Upaya KPU dalam mendorong partisipasi kaum disabilitas seharusnya dibarengi dengan upaya partai politik dan calon kepala daerah dalam mengakomodasi suara pemilih disabilitas dan menyiapkan kebijakan yang ramah disabilitas. Akan tetapi partai politik dan calon kepala daerah nampaknya belum terlalu memperhatikan isu ini. Hal itu dibuktikan dengan sedikitnya pembahasan masalah disabilitas dalam debat calon kepala daerah. Padahal jika melihat hasil pilkada serentak Februari lalu, minimnya polaritas isu telah membawa kejenuhan berpolitik. Tidak hanya itu minimnya polaritas isu telah menyebabkan tren baru yakni tipisnya perolehan suara pada beberapa daerah.
Perbedaan Suara
Tren perolehan suara akhir-akhir ini yang cenderung terpaut tipis mengindikasikan sedikitnya polaritas isu yang dibawa oleh calon kepala daerah. Tipisnya selisih suara ini juga mengakibatkan ketegangan di beberapa daerah. Tipisnya selisih suara tersebut bisa jadi disebabkan oleh kejenuhan berpolitik (jenuh untuk mencoblos) karena masyarakat mulai menganggap bahwa tidak akan ada perubahan signifikan meskipun ada pergantian kepala daerah. Hal tersebut sudah saatnya disadari oleh partai politik, dan isu disabilitas sebenarnya dapat dijadikan solusi bagi partai politik untuk membawa angin segar dalam demokrasi di Indonesia. Tren tipisnya selisih suara itu juga diamini oleh Menteri Dalam Negeri Tjahjo Kumolo bahwa dalam pilkada serentak Februari 2017 terdapat 3 daerah yang masuk siaga satu yang disebabkan karena tipisnya perbedaan suara, yakni Provinsi Aceh, Kota Jayapura, dan Kabupaten Tolikara.

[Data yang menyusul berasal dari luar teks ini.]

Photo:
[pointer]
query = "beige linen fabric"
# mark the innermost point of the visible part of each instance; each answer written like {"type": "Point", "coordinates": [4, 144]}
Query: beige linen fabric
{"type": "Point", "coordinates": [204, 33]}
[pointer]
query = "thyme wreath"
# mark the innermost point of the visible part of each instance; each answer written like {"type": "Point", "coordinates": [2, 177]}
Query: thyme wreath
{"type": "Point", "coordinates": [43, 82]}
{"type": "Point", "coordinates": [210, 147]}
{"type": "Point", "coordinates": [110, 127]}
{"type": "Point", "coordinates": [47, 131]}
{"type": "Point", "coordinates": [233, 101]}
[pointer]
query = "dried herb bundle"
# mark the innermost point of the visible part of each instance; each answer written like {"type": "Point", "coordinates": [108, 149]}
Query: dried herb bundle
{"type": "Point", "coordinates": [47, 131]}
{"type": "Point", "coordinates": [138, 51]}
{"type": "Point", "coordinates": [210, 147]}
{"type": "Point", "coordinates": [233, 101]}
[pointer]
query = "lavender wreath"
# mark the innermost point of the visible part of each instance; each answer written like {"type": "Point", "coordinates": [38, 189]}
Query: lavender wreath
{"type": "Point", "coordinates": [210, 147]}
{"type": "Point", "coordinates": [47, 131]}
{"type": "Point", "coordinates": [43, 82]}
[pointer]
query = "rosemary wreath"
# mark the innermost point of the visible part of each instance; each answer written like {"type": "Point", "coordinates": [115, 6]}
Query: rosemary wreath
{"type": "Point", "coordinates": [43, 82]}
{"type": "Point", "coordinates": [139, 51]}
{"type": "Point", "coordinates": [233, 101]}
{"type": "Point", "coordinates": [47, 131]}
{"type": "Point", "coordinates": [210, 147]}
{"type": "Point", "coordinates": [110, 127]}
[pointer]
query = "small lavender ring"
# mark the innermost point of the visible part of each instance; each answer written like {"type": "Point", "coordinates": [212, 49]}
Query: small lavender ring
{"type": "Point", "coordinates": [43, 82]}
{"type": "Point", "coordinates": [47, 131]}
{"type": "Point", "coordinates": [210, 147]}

Selain pernyataan Menteri Dalam Negeri, pada pilkada Februari yang lalu setidaknya terdapat 8 daerah yang mengalami tipisnya perbedaan suara, daerah itu adalah Kota Yogya (selisih 1.189 suara atau 0,6%), Kota Salatiga (selisih 1.090 suara atau 1,04%), Kabupaten Pidie (selisih 3.837 suara atau 2,04%), Kabupaten Gayo Lues (selisih 784 suara atau 1,44%), Kabupaten Takalar (selisih 2.023 suara atau 1,16%), Kabupaten Bombana (selisih 1.266 suara atau 1,56%), Provinsi Sulawesi Barat (selisih 4.748 suara atau 0,75%), dan juga Provinsi Banten (selisih 87.798 suara atau sekitar 1,86%).
Kecilnya selisih suara itu menandakan bahwa partai politik membutuhkan pemilih baru. Selain memperhatikan kelompok pemilih pemula, partai politik sebenarnya dapat memperhatikan kaum disabilitas.
Memilih dan Dipilih
Pengangkatan isu disabilitas dalam pemilihan umum pada dasarnya akan memberi warna baru dalam demokrasi di Indonesia. Pertama, bahwa isu disabilitas dapat menambah polaritas isu dan pemilih. Kedua, disuarakannya hak politik kaum disabilitas dapat dijadikan sebagai pertanda kedewasaan berpolitik, bahwa masyarakat Indonesia bergerak semakin ramah terhadap kaum disabilitas. Ketiga, yang paling penting adalah eksistensi kaum disabilitas sudah diakui, tidak hanya dengan KTP akan tetapi juga diakui secara politik bahwa kaum disabilitas merupakan warga negara yang memiliki hak untuk memilih dan dipilih.